The activist set, which included the Biden administration, toyed with implementing a Covid-vaccine distribution schedule that marginalized the majority of Americans — just to even the cosmic racial scales. The Biden team dropped that idea, but they weren’t above violating the Constitution by implementing racially preferential policies in other realms. It’s no wonder that Democrats and their allies in seemingly every sector of American life are sloughing off this burdensome paradigm, if only to avoid the traps it insists its followers throw themselves into.

 

This is not to say there are no dissenters to Trump’s anti-DEI program. On Thursday, the New York Times cast a spotlight on the “fear and confusion” that corporate America is experiencing today in response to the equity backlash. But “corporate leaders” didn’t provide that quote. You know who did?

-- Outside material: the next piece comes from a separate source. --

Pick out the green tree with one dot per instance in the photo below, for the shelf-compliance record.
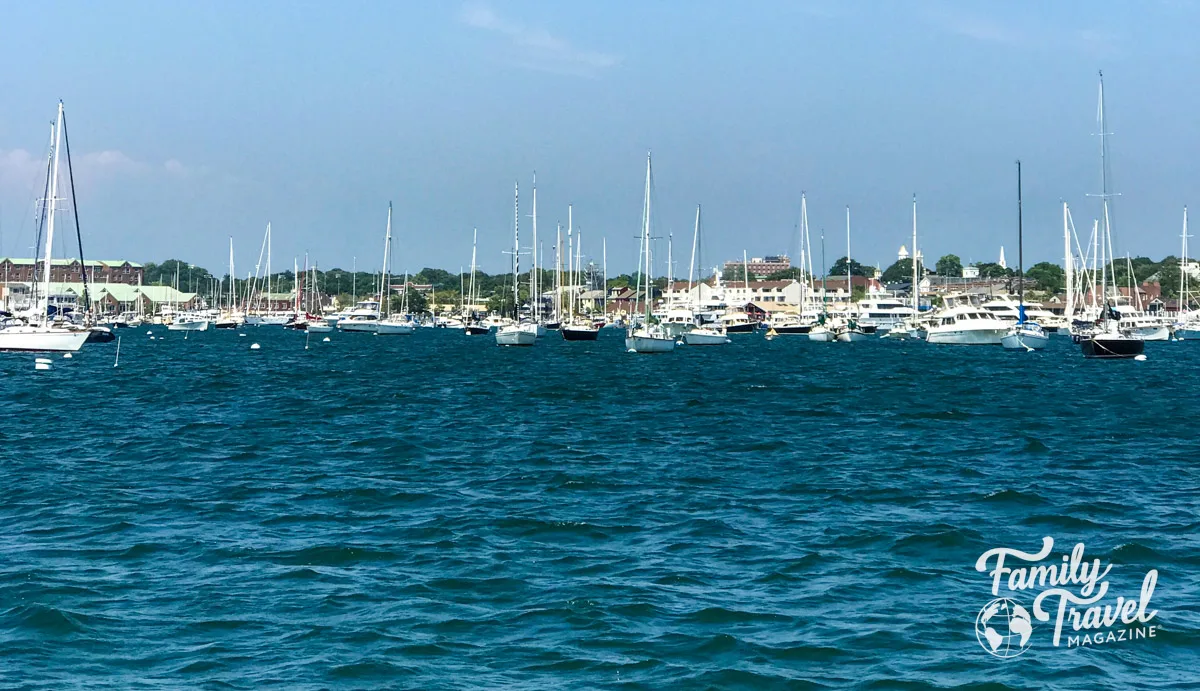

The “executive director of the Meltzer Center for Diversity, Inclusion and Belonging at N.Y.U. Law.” Indeed, what the piece lacks in evidence of anxiety among the most productive members of American society it more than makes up for in hand-wringing from professors, lawyers, and compliance advocates.

 

We might expect “fear and confusion” from elements of American society whose stature and livelihoods depend on this discriminatory worldview and the shakedowns on which it once thrived.

 

Trump’s penchant for hyperbole and self-aggrandizing superlatives can sometimes get in the way of the point he’s attempting to make. The president had ample evidence to declare his inauguration a day of “liberation,” but the credit is not his alone. The American people are the authors of their own freedom from DEI’s tyrannical and atavistic policy prescriptions.